Australian coking coal prices gain on limited cargo availability

Australian premium hard coking coal prices continued to increase over the past week, on the back of persistent high demand in the Asian markets excluding China, while on-spot availability of premium cargoes remained tight.

However, Indian demand for seaborne coking coal remained largely subdued, as both steel demand and metallurgical coke prices are declining due to the onset of the monsoon season.

Meanwhile, ongoing safety checks and suspension of operations at various coal mines in China fuelled supply concerns.

 

Price assessments

  • Premium low-volatile (PLV) hard coking coal (HCC) and 64 Mid Vol HCC grades are assessed at around $206.00/tonne (t) (+4.0% week-on-week) and $177.75/t (+3.9% w-o-w) FOB Hay Point, Australia.
  • For Indian buyers, these prices amount to $233.25/t (+2.8% w-o-w) and $205.00/t (+2.6% w-o-w) respectively on CNF India basis.
  • Australia-India dry bulk freight rate is currently assessed at $27.25/t (-5.5% w-o-w) for delivery by Panamax vessel class.

 

Trade deals

  • A trade 75,000 t of Peak Downs branded Australian PLV HCC was concluded at $207/t FOB, with mid-Aug’21 laycan.
  • A trade for 35,000 t of Saraji branded Australian PLV HCC was concluded at $200.00/t FOB on 5 Jul’21, with late-Aug’21 laycan.

 

Stock positions at major ports in India

Total coking coal stocks at major Indian ports at the end of last week had increased to 6 million tonnes (mn t), up by 2.61% w-o-w against 5.85 mn t in the previous week.

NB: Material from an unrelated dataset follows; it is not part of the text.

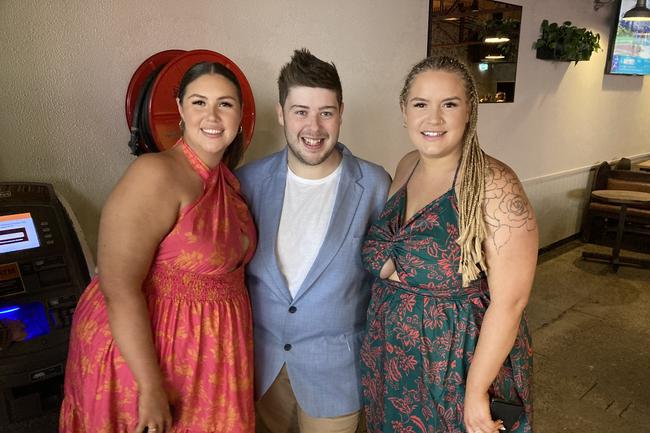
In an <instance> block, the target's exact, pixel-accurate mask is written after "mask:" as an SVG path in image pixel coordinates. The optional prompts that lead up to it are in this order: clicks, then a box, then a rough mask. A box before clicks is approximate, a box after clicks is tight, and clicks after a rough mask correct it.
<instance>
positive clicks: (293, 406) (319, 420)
mask: <svg viewBox="0 0 650 433" xmlns="http://www.w3.org/2000/svg"><path fill="white" fill-rule="evenodd" d="M255 409H256V413H257V429H256V430H257V433H355V432H356V430H357V425H358V424H359V415H360V413H361V411H357V412H353V413H351V414H347V415H343V416H337V417H334V418H314V417H311V416H309V415H308V414H307V413H306V412H305V411H304V410H302V408H301V407H300V405H299V404H298V402H297V401H296V396H295V395H294V394H293V390H292V389H291V383H290V382H289V375H288V374H287V366H286V365H283V366H282V369H281V370H280V373H279V374H278V377H276V378H275V381H273V383H272V384H271V387H270V388H269V389H268V390H267V391H266V393H265V394H264V395H263V396H262V398H261V399H260V400H259V401H258V402H257V403H256V405H255Z"/></svg>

Presently, coking coal stocks at Paradip port are at 1.76 mn t, down by 3.84% w-o-w; while inventory at Dhamra port is at 1.49 mn t, up 13.92% w-o-w.

Major Indian ports include Gangavaram, Paradip, Mundra, Vizag, Dhamra, Krishnapatnam, Kandla, Haldia, Navlakhi, Magdalla, Hazira, Karaikal, Tuticorin, Dahej, Goa, Jamnagar, Mangalore, Bhavnagar, Kakinada, Muldwaraka and Pipavav.

 

Outlook

Australian coking coal export prices have gradually found support as increasing demand from Japan, South Korea and India consumed the oversupply following China’s import ban on Australian coals since mid-Oct’20.

Market participants anticipate Australian premium coking coal prices to stay firm on account of limited availability of prompt-loading cargoes for near-term deliveries.

However, Indian buyers are not expected to resume full-scale restocking in the near term despite the easing of lockdowns in several states, as end-users are well-stocked with sufficient inventory.

As a result, further upside support for Australian coking coal prices may be limited as major coking coal-consuming companies are avoiding spot exposures in India, the world’s second-biggest coking coal importer.